Article: Railroad Origins in Alpena, Michigan

by Dale Berry

The first common carrier railroad in Alpena was the Detroit, Bay City and Alpena Railroad which entered Alpena from the south around 1886 and was built by Alger, Smith and Co. interests (a logging company). A second road, also owned by Alger, Smith & Co., was the Alpena and Northern Railroad, which was opened from Alpena to LaRocque on November 18, 1893 [MRRC].  (Note: There were probably private logging railroads in Alpena prior to this time but they were created for the limited purpose of moving logs from forest to town, or between the mills and other lumber product companies in the town).

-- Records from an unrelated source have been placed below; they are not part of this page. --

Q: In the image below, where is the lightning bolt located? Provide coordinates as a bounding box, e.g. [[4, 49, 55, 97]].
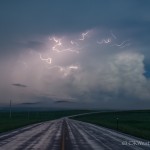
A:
[[110, 31, 117, 39], [112, 40, 130, 48], [79, 31, 89, 41], [50, 37, 79, 53], [70, 41, 79, 46], [39, 53, 52, 64], [48, 65, 79, 76], [97, 38, 111, 44]]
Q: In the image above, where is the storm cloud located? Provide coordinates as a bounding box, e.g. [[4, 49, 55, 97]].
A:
[[0, 0, 150, 108]]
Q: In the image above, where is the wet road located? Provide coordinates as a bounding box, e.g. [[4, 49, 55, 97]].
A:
[[0, 118, 150, 150]]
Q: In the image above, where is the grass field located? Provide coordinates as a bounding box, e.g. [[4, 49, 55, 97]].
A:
[[0, 110, 90, 132], [73, 110, 150, 140]]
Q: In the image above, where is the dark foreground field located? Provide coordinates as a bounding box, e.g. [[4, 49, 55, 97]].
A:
[[0, 110, 90, 132], [73, 110, 150, 140]]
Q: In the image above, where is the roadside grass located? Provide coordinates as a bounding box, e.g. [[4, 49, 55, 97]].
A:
[[0, 110, 90, 133], [72, 110, 150, 140]]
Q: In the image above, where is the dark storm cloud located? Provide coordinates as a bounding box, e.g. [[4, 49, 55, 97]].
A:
[[0, 0, 150, 108], [12, 83, 27, 88]]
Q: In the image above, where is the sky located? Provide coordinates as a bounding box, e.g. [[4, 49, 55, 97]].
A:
[[0, 0, 150, 109]]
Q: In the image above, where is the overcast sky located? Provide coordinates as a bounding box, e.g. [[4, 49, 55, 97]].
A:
[[0, 0, 150, 109]]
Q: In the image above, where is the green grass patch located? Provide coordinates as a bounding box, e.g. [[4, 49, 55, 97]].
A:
[[73, 110, 150, 140], [0, 110, 90, 132]]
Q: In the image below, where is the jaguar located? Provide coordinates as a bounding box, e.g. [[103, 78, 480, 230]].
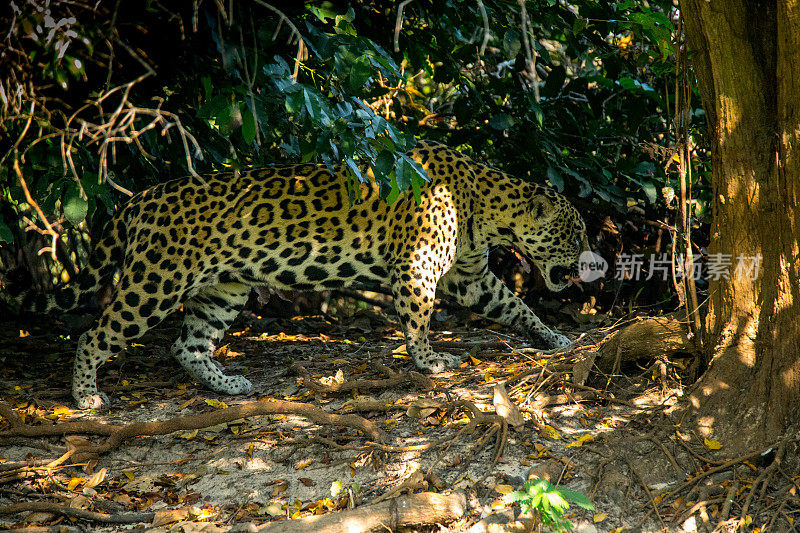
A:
[[10, 141, 588, 409]]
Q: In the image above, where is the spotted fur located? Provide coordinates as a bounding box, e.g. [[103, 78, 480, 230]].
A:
[[14, 142, 588, 408]]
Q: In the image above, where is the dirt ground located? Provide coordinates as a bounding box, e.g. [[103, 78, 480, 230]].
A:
[[0, 298, 800, 533]]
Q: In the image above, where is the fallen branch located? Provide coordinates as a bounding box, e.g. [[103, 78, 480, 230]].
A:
[[0, 402, 24, 428], [595, 315, 695, 373], [0, 502, 156, 524], [0, 400, 382, 456], [293, 366, 434, 394], [259, 492, 467, 533]]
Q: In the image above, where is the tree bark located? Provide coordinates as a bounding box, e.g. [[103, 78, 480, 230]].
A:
[[680, 0, 800, 454]]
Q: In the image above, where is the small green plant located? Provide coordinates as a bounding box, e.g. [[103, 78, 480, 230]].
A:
[[504, 478, 594, 532]]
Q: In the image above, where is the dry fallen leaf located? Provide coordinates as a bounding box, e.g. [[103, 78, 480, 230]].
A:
[[494, 485, 514, 496], [493, 383, 525, 428], [150, 509, 189, 527], [83, 468, 106, 489], [541, 425, 561, 440], [567, 435, 594, 448]]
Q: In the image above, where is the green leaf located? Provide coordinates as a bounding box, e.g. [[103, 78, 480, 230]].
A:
[[348, 56, 372, 92], [303, 87, 332, 128], [200, 76, 213, 100], [197, 94, 231, 118], [372, 150, 396, 181], [386, 173, 400, 205], [242, 106, 256, 144], [547, 167, 564, 192], [489, 113, 514, 131], [61, 184, 89, 226], [503, 29, 522, 59], [0, 216, 14, 243], [556, 485, 594, 511]]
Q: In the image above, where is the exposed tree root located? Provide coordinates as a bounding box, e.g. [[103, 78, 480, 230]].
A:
[[0, 502, 155, 524], [0, 448, 76, 485], [596, 315, 695, 373], [0, 402, 24, 428], [0, 400, 382, 457], [292, 365, 434, 394], [259, 492, 467, 533]]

Research from Sanborn Insurance maps [SML] from 1895 suggest that the Alpena Northern originated on the north/east side of the Thunder Bay River, at the foot of Merchant Street. The A&N had a depot and freight house at this original location, along with a small yard. The A&N right of way then continued north, along the river to about 1/2 mile north (near the old roundhouse) where the grade turned northeast for a bit to the location of the current Lake State Railroad roundhouse at the current Alpena Jct. The line then curved northwest to LaRocque, and eventually Cheboygan. This original A&N line on the north/east side of the river was the LSRC industrial spur which extended to the former Fletcher paper facility at the lake front. This line has been pulled up but the right-of-way can still be visualized in some places.

In 1886, the Detroit, Bay City & Alpena Railroad reached Alpena from the south. This line apparently terminated at the first DBC&A depot on the south west side of the Thunder Bay river. That small depot was replaced by a second depot in the same vicinity.

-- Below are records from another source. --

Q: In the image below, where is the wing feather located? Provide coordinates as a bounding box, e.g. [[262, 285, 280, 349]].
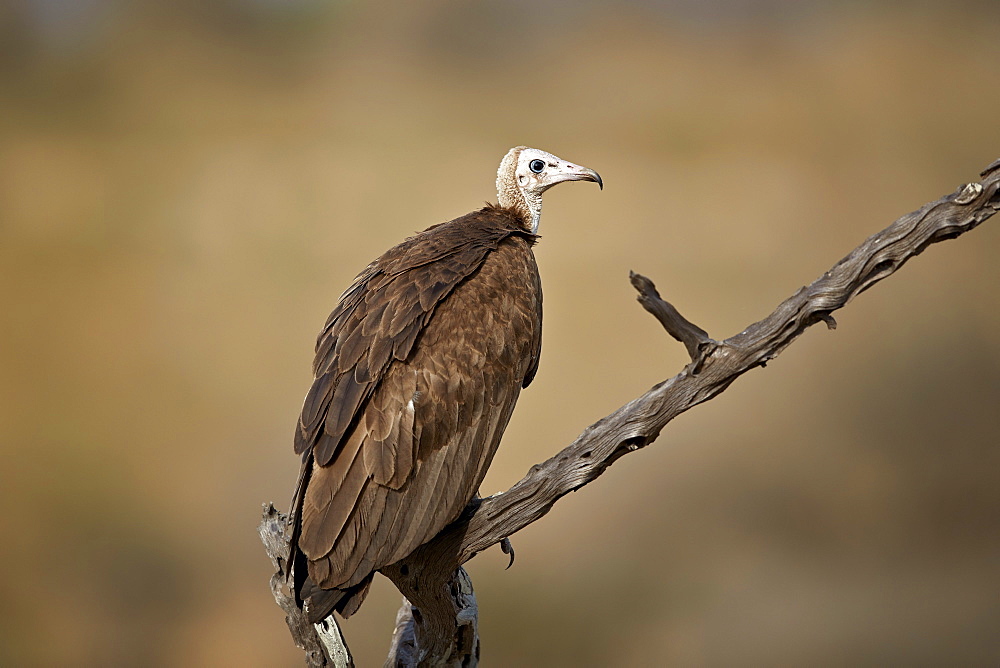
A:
[[293, 209, 541, 614]]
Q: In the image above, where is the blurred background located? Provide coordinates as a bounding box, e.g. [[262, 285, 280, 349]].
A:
[[0, 0, 1000, 666]]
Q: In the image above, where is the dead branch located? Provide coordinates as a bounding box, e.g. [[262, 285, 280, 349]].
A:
[[257, 503, 354, 668], [262, 160, 1000, 667]]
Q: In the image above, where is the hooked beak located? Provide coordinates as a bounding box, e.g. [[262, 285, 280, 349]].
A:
[[549, 160, 604, 190]]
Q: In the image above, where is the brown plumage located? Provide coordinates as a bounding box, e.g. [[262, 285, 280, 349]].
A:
[[291, 147, 600, 621]]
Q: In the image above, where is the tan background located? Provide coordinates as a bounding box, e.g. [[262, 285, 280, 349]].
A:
[[0, 0, 1000, 666]]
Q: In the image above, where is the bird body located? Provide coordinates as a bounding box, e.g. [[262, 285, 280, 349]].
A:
[[291, 147, 600, 622]]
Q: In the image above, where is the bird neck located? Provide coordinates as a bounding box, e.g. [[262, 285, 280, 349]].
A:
[[497, 182, 542, 234]]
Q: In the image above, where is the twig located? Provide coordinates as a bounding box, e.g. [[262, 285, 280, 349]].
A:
[[382, 160, 1000, 666]]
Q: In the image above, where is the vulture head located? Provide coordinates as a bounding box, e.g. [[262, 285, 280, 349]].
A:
[[497, 146, 604, 233]]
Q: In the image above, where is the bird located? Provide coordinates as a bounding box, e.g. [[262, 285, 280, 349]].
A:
[[289, 146, 604, 623]]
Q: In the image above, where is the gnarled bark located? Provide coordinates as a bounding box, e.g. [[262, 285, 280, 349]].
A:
[[262, 160, 1000, 667]]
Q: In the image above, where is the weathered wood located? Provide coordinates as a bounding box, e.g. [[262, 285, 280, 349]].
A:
[[382, 160, 1000, 666], [262, 160, 1000, 667], [257, 503, 354, 668]]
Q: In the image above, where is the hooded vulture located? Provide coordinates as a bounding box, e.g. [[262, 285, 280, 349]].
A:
[[290, 146, 603, 622]]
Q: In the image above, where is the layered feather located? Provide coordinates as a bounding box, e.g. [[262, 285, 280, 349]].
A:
[[293, 206, 541, 619]]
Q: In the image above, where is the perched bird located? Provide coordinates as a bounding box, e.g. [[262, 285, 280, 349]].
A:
[[290, 146, 604, 622]]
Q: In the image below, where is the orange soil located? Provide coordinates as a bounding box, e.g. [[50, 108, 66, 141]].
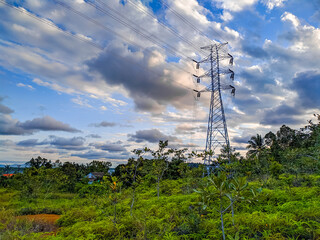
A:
[[17, 214, 60, 224]]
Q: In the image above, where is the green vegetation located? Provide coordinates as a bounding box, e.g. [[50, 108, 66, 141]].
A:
[[0, 115, 320, 239]]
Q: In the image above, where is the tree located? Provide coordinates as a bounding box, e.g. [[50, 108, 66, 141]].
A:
[[150, 141, 174, 199], [26, 156, 52, 169], [86, 161, 112, 174], [124, 148, 150, 216], [247, 134, 266, 157]]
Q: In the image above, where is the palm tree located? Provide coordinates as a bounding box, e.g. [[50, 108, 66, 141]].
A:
[[247, 134, 266, 157]]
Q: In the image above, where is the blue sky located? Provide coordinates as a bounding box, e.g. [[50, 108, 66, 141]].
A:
[[0, 0, 320, 166]]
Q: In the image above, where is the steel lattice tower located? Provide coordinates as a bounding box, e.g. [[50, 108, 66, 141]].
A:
[[194, 43, 235, 173]]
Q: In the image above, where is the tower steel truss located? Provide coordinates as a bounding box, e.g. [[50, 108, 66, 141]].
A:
[[194, 43, 235, 173]]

Eventually, a bridge was built and this line joined the A&N at the original " Alpena Jct.", just northeast of the current river dam/bridge near the old A&N roundhouse.

The DBC&A and the A&N may have consolidated depots at the A&N depot on the north side of the river on Merchant Street, the consolidation taking place before 1895 as Sanborn maps show no depot south of the river by that time. It is assumed that the DBC&A used the A&N depot  by pulling north past the original Alpena Jct., and backing down the A&N line to the depot. (Note: This theory is supported by an 1898 D&M employee timetable which shows the first Alpena Jct. - MP. 125.2 - as being "south" of Alpena Station - the original A&N depot at MP 126.0.  A 1922 D&M timetable lists the new Alpena Depot at Tawas Street as MP 124.2). Alpena had about 12,000 residents in 1895, making it a fairly large city in northern Michigan at the time.

In 1894, the DBC&A was in receivership and was sold at a foreclosure sale on November 8, 1894 to the newly created Detroit & Mackinac Railway. The Alpena & Northern was also sold to the Detroit & Mackinac Railway on April 16, 1895. [MRRC] 1895 Sanborn Insurance maps list the railroad as both the DBC&A and the D&M. There is no identification of the A&N in 1895.

The original roundhouse (a 3-stall facility with turntable and water tower) was located just south of the D&M main line near the original Alpena Junction (north of the river).

Other notable additions and changes to the Alpena area after 1895 were:

  • Building of a new roundhouse, wye and yard at the "new" Alpena Jct. and closure of the old roundhouse (date not known).
  • Construction of a new depot at Tawas Street, and closure of the old A&N downtown depot.  The new depot opened on December 14, 1911.  [HI]
  • Addition of the Hillman Branch in 1911, leaving the main line at Hillman Jct. (sometimes called Alpena Jct. on maps).  [HI]
  • Building of the Boyne City, Gaylord & Alpena Railroad. It appears that this railroad was built in two directions. From Alpena, it built west and then joined with a the main line which was built from Atlanta and entered town on the north side of the Thunder Bay River along what is now Long Rapids Road. There are proposed drawings in the State of Michigan Archives of the BCG&A crossing the D&M and proceeding south to the lake front. Drawings also suggest that the BCG&A proposed continuing their main line northeast to Rockport. This line was ultimately built and/or operated by either the D&M or the quarry itself. This will require more research.
  • In addition to showing the BCG&A junction at MP 1.3, a 1922 D&M employee time table shows a junction at MP 3.7 called Fletcher Jct. Fletcher Junction was the start of a short branch line which went southwest to construct a electric power dam on the Thunder Bay River.